Magashule told the Commission that he accepted that he was bound by decisions of the collective leadership and said that he would he would step aside if instructed by the NEC.

So, the battle lines have been drawn – with the ANC Women’s League and a sizable portion of the ANC’s structures – and possibly a majority of the NEC - on Ace Magashule’s side – and the ANC stalwarts, the SACP,most of the ANC rank and file and the media supporting Ramaphosa.   The next step will probably be an NEC meeting early in 2021.

The stakes – not only for the ANC but for all South Africans – could hardly be higher. Ace Magashule is bad news. In addition to the 21 offences for which he has been charged, further investigations are under way regarding his alleged role in other scandals – including the notorious Estina Dairy affair. Apart from that, Magashule holds views that are irreconcilable with the values that underlie the constitution. In a speech on 22 July 2018

He rejected the “false view that our (1994) democratic breakthrough was in itself the end of the struggle for the liberation of our country”.

He characterised the United States sanctions against Cuba as a “crime against humanity”;

He expressed his support for “the struggle of the people of the Bolivarian Republic of Venezuela”; and

He proclaimed that the supreme goal of a communist party “is to achieve the highest form of human society, which is communism. A system which is about the creation of a classless society, a communist society based on the foundations of equality.”

More recently, he rejected the Supreme Court of Appeal’s judgement on BEE procurement rules because it impeded the 51% black ownership goal that was vital to giving black South Africans ‘control of our economy’ and to ‘completing our revolution’.

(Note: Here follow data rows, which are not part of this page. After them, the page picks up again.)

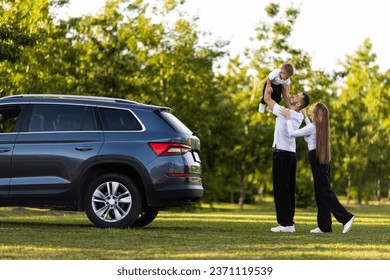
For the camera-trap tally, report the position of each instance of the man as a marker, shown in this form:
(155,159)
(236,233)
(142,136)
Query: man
(284,159)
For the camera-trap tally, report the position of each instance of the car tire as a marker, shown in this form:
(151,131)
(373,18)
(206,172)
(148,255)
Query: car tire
(113,200)
(145,218)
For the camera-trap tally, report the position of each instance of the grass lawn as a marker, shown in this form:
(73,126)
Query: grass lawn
(223,232)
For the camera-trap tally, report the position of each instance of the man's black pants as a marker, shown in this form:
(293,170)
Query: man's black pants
(284,167)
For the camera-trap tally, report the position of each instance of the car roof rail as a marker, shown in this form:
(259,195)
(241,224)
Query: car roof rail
(72,96)
(84,97)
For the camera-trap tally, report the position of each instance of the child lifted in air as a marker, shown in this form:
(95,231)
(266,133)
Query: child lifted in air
(276,80)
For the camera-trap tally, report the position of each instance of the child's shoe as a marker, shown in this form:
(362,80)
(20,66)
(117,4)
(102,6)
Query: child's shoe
(262,108)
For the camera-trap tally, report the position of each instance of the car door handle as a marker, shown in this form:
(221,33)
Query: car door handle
(84,149)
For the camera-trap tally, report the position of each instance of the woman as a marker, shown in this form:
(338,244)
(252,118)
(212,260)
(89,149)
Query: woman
(317,136)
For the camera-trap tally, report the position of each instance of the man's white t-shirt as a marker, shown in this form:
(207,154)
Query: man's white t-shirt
(275,78)
(282,140)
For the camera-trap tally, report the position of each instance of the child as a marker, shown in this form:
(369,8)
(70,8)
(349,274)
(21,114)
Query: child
(277,79)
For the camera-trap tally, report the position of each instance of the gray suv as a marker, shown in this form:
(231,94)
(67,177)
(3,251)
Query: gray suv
(117,160)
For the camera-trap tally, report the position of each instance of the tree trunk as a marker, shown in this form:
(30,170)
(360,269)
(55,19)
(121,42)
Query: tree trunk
(242,186)
(360,190)
(349,189)
(378,190)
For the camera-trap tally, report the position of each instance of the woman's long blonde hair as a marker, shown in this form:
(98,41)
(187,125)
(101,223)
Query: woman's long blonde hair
(321,120)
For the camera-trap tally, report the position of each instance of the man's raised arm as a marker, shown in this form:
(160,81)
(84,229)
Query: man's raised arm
(267,98)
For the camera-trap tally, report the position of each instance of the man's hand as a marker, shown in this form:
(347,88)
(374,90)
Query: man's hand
(303,111)
(285,113)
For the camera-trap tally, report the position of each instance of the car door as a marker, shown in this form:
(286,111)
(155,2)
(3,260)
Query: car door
(9,123)
(55,144)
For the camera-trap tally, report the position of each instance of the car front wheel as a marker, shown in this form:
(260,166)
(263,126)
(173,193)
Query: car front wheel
(113,200)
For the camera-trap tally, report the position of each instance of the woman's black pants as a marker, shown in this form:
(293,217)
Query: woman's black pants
(326,199)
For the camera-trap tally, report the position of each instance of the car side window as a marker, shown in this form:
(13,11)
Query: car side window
(9,116)
(52,117)
(119,120)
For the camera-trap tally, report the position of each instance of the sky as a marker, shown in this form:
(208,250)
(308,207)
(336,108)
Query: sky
(327,29)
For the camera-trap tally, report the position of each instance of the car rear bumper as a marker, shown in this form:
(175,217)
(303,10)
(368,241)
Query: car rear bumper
(175,195)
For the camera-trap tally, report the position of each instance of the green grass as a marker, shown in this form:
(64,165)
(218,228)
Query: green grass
(223,232)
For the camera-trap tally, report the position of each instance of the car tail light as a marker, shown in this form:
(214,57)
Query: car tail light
(169,149)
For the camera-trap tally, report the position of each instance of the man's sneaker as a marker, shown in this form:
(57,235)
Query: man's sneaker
(316,230)
(283,229)
(348,225)
(262,108)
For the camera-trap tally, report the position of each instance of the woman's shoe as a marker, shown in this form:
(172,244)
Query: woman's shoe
(316,230)
(348,225)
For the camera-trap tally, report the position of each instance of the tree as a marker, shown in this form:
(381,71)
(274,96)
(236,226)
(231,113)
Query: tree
(361,125)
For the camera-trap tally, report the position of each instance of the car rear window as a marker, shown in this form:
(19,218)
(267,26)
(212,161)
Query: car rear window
(176,124)
(54,117)
(119,120)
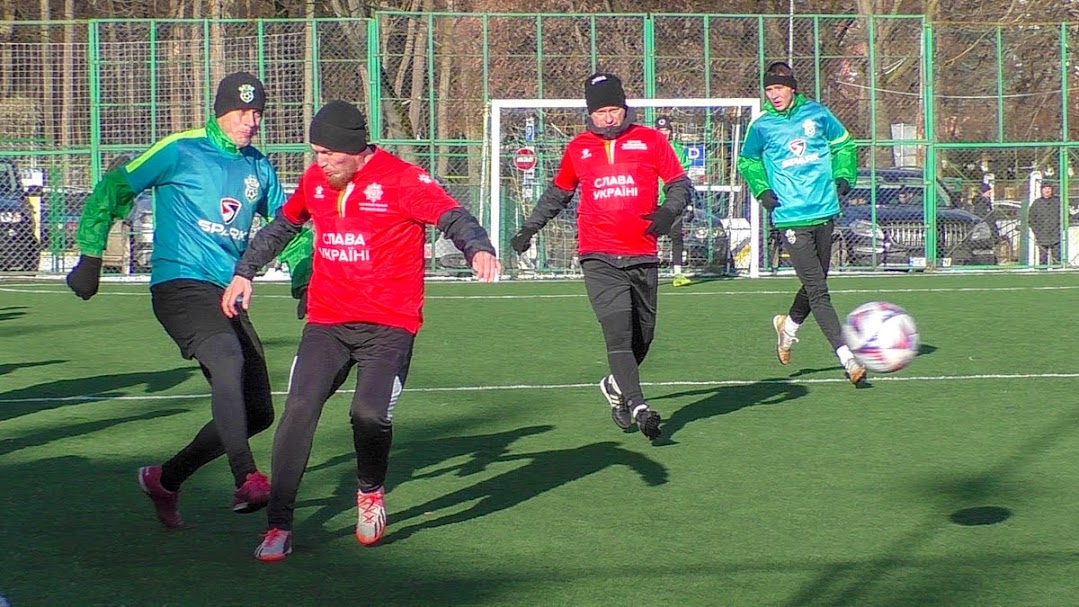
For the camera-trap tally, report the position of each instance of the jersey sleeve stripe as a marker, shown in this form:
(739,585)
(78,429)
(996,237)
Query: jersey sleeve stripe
(194,133)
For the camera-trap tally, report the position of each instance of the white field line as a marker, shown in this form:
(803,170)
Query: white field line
(874,378)
(22,289)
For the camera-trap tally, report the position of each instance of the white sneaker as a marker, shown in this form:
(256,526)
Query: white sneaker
(783,342)
(619,412)
(371,516)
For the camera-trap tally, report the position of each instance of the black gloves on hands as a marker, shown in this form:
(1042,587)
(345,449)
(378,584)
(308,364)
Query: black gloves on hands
(301,306)
(767,199)
(522,239)
(842,187)
(661,220)
(85,276)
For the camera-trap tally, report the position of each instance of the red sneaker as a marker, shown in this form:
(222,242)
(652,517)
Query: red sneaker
(165,502)
(276,545)
(371,519)
(253,495)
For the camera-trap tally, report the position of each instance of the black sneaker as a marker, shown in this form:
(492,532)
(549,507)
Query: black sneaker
(647,422)
(619,411)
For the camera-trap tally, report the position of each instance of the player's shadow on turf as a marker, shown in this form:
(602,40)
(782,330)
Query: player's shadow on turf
(410,460)
(546,470)
(11,312)
(5,369)
(60,432)
(52,395)
(52,327)
(723,400)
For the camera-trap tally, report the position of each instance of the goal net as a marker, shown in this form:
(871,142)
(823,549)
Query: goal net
(524,146)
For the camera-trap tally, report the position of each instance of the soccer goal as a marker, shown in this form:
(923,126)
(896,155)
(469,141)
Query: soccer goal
(524,145)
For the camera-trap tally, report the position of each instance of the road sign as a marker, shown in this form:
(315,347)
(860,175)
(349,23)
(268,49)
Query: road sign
(524,159)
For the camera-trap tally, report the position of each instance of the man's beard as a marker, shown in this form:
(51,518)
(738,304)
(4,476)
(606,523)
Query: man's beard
(338,181)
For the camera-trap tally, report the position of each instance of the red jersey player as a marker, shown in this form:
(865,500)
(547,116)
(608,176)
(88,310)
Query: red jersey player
(617,165)
(369,211)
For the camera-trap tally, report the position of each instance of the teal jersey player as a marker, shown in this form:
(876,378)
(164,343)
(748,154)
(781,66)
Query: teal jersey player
(207,193)
(798,153)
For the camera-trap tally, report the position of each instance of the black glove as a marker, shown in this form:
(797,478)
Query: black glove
(842,187)
(301,306)
(522,239)
(661,220)
(85,276)
(767,199)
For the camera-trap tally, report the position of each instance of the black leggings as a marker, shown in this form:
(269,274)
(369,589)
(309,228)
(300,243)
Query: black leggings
(624,300)
(241,404)
(326,356)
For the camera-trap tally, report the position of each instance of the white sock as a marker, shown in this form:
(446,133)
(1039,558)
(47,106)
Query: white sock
(844,354)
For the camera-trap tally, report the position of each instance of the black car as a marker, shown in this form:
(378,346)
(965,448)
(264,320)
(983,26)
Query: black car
(890,230)
(19,250)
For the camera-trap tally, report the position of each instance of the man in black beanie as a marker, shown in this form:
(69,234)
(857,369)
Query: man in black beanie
(208,185)
(618,166)
(797,160)
(370,210)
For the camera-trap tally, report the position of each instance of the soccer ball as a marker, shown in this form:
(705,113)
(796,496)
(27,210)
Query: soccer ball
(882,336)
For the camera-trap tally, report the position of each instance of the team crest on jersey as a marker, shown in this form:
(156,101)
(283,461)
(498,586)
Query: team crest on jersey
(251,188)
(373,192)
(230,208)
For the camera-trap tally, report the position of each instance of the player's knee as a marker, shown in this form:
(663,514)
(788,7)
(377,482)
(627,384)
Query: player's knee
(617,330)
(367,422)
(260,417)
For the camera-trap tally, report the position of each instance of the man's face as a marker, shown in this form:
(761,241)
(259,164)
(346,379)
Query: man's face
(609,118)
(780,96)
(339,167)
(241,126)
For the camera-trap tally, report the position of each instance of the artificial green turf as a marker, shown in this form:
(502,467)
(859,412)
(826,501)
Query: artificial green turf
(773,485)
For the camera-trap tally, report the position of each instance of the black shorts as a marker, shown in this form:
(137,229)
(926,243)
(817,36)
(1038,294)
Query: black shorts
(190,311)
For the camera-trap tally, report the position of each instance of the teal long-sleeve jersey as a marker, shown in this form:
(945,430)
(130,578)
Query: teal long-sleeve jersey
(798,153)
(207,192)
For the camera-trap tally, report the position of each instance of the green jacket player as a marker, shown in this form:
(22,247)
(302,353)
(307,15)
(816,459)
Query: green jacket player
(208,185)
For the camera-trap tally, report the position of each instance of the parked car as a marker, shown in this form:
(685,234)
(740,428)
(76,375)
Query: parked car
(890,230)
(19,249)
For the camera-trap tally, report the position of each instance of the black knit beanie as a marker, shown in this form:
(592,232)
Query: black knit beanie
(603,91)
(238,91)
(779,72)
(341,127)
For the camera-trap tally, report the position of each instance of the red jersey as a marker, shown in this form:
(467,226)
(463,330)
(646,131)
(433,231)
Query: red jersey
(368,262)
(619,182)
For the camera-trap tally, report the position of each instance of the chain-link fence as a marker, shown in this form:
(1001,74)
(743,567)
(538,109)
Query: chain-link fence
(939,111)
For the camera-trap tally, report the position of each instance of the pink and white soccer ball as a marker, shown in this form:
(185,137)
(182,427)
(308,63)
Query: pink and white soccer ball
(882,336)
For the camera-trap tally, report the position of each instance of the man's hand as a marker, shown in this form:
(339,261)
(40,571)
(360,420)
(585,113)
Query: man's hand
(85,276)
(521,240)
(486,266)
(842,187)
(767,199)
(238,289)
(301,306)
(661,220)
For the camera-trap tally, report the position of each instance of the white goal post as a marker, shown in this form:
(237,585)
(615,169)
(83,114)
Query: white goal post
(524,145)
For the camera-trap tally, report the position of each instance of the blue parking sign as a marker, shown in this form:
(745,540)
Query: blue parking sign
(696,154)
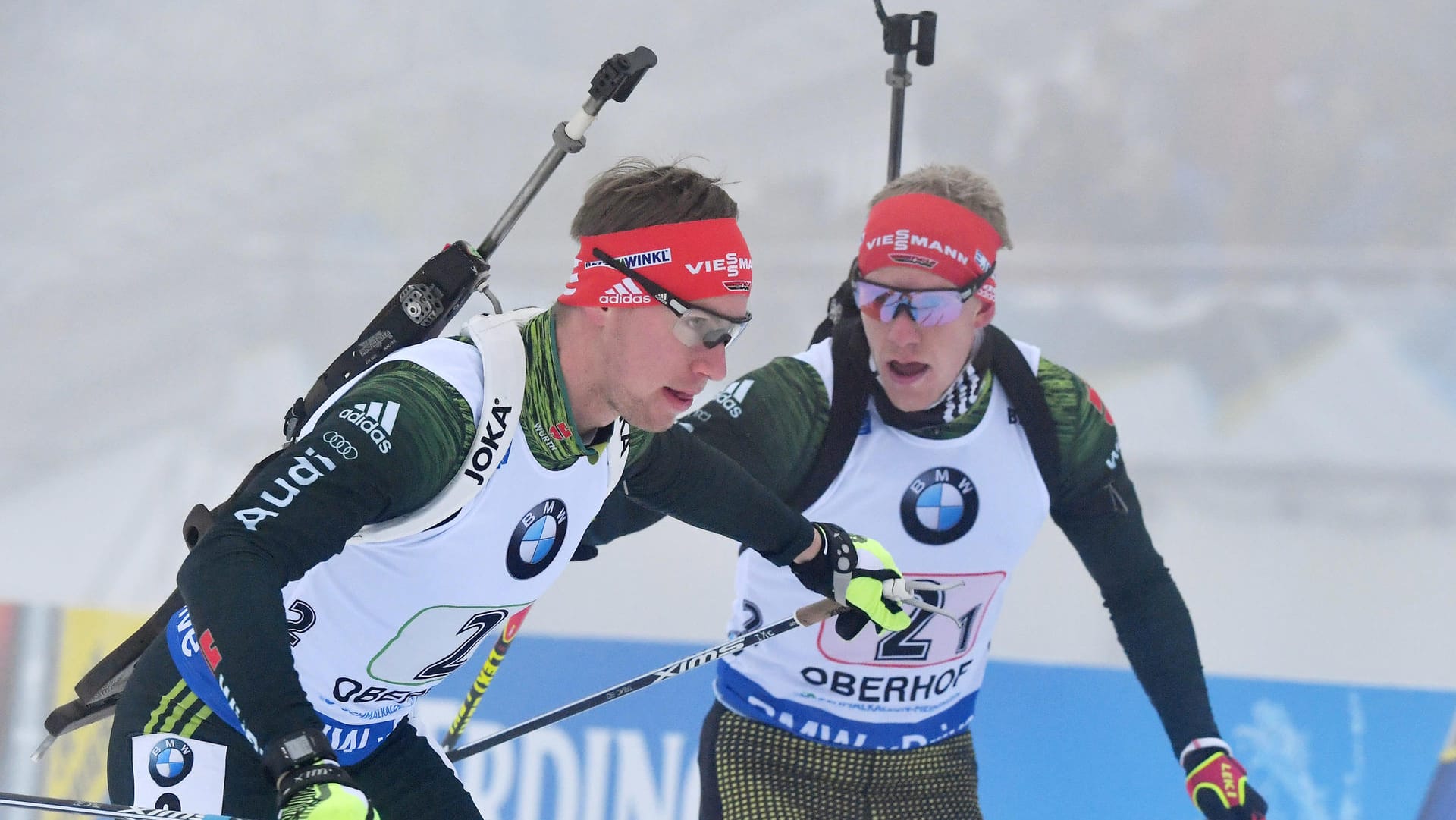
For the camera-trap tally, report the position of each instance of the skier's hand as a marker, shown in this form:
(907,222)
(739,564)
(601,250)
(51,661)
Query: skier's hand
(312,785)
(854,570)
(1220,788)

President Ramaphosa is equally committed to the completion of the National Democratic Revolution. As he pointed out in his statement on Reconciliation Day “we cannot move forward with the process of meaningful reconciliation if policies around economic transformation, affirmative action and land reform (i.e. Radical Economic Transformation, the NDR and expropriation without compensation) are resisted”. He was saying, in effect, that there can be no reconciliation unless whites cooperate enthusiastically in an open-ended process that will progressively – and without consultation - erode their property rights and employment prospects.

The difference between him and Magashule is that Magashule supports the NDR on the basis of returning to the unrestrained corruption of the Zuma era, while Ramaphosa supports the same ideology, but without descending once again into rampant corruption – and while, at the same time, paying some deference to the constitution and to the need for fiscal restraint (at least, for as long as Tito Mboweni and Pravin Gordhan retain their posts).

So what happens next?

Will there be a show-down in the NEC early next year? President Ramaphosa’s authority will be seriously eroded if the NEC once again fails to suspend Magashule. This might lead to moves to recall the President – possibly at the postponed National General Council meeting in May. Alternatively, an NEC decision to suspend Magashule might also precipitate a leadership struggle and even a serious split in the ANC.

More likely, the ANC will, once again, try at any cost to maintain the organisation’s fractured unity: it will return to its traditional stance of pretending to combat corruption; Magashule will remain as Secretary-General while his case winds its way through interminable legal challenges and delays; and Cyril Ramaphosa will continue his role as a lame-duck president – while the country continues its downward trajectory along the road to the National Democratic Revolution.

Dave Steward is Chairman of the FW de Klerk Foundation.